On that May morning, club member Bob Seymour, a longtime oral surgeon in the city, paid Wood a visit. Seymour serves as the greens chairman, which means it’s his job to listen to what members are saying about the course, then relay their comments to Wood.
“We have 300 superintendents here,” Seymour jokes.
That day, Seymour said the club members wanted to know about a few areas that appeared burned and shaved. Wood laughed. He’s been superintendent for seven tour events in North Carolina in August, he likes to say, recounting his time at Sedgefield. He’s not worried about the PGA. What keeps him up at night is what happens after that. There’s a 2018 Wells Fargo to put on next May, after all, which means his team will have to hustle after the championship leaves in order to overseed with ryegrass in September to turn the course in time for spring.
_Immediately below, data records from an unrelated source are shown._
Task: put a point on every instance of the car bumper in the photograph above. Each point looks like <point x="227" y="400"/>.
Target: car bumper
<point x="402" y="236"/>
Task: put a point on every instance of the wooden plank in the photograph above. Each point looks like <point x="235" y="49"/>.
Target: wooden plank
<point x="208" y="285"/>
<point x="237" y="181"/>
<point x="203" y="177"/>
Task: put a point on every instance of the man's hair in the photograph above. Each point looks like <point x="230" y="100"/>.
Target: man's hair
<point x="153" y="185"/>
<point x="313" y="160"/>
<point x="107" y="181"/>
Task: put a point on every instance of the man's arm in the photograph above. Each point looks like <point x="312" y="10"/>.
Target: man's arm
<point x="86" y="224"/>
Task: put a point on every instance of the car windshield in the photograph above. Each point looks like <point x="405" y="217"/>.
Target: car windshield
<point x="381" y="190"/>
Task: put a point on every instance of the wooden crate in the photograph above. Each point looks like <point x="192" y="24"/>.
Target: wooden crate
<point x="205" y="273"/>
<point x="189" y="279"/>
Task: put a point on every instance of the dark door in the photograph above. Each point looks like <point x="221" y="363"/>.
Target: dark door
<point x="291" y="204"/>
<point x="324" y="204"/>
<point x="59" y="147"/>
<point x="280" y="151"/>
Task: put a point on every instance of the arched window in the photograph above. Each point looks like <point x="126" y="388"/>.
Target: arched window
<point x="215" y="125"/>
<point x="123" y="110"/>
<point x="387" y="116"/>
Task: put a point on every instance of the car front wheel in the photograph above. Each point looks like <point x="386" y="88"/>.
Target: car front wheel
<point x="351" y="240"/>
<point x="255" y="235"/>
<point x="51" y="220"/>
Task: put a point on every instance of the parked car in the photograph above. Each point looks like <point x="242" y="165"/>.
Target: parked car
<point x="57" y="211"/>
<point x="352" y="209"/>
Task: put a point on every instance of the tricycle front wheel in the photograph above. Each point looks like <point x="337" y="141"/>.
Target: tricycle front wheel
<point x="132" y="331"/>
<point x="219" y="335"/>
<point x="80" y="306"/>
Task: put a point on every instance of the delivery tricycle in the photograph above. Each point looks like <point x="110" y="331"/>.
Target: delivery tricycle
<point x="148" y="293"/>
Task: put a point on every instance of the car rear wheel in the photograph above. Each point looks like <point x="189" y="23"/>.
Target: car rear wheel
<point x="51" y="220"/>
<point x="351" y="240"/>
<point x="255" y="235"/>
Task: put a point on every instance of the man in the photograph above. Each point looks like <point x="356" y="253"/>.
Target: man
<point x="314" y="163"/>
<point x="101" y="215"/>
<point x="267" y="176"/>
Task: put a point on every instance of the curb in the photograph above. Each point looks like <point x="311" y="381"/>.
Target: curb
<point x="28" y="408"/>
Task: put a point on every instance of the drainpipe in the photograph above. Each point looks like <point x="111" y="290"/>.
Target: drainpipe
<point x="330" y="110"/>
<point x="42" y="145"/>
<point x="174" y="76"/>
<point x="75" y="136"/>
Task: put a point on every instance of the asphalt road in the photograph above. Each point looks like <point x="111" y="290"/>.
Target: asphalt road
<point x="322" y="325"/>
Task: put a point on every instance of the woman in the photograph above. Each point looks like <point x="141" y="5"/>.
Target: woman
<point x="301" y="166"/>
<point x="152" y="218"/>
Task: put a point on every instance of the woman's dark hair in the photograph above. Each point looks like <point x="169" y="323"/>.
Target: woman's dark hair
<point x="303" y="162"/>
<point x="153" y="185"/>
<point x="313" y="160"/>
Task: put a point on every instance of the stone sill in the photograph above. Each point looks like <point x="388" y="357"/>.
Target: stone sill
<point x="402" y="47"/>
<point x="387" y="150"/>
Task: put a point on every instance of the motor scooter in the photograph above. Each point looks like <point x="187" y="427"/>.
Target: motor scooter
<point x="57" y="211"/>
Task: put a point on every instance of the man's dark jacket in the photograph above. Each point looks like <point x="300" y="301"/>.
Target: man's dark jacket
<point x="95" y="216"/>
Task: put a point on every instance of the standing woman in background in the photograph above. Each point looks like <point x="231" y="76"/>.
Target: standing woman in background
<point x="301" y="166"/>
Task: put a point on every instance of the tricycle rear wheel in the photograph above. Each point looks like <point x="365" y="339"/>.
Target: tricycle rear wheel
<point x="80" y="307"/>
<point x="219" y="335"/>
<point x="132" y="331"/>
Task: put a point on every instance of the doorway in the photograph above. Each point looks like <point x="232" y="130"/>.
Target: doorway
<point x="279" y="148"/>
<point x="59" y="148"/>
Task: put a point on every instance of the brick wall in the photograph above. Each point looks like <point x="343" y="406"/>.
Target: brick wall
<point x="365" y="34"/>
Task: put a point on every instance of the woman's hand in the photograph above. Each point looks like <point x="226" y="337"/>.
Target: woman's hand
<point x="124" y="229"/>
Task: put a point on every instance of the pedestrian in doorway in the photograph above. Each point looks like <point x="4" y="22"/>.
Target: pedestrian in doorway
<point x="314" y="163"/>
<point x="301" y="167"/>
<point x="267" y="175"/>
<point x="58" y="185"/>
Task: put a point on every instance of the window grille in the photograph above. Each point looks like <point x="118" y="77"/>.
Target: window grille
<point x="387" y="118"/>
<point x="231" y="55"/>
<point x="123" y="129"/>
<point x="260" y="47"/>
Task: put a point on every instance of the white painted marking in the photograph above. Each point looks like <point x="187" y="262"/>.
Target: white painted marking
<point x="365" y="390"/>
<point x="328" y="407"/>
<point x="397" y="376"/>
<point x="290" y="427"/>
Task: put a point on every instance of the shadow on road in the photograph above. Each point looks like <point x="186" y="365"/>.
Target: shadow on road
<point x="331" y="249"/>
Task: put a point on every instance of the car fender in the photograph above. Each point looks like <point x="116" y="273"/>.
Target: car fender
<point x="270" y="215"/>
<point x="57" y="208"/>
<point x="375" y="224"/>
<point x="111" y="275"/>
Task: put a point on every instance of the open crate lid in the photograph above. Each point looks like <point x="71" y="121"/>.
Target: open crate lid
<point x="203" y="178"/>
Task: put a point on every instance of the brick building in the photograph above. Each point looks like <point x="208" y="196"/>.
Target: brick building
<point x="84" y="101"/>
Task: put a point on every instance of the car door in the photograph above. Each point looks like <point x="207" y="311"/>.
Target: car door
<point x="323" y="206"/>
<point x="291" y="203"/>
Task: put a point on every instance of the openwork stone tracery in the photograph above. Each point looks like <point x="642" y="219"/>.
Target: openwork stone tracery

Perhaps Wood’s greatest skill, though, is that he can talk about grass, then answer a phone call from the powerful course owner, and then ease the mind of an anxious club member – all in succession, transitioning seamlessly without missing a beat. In this case, with Seymour, he responded in typical fashion for a Southern boy from the Carolinas – with a little dry humor.
“Doc, I’m glad it’s like that now,” Wood told Seymour. “If everything was perfect, we might get cocky.”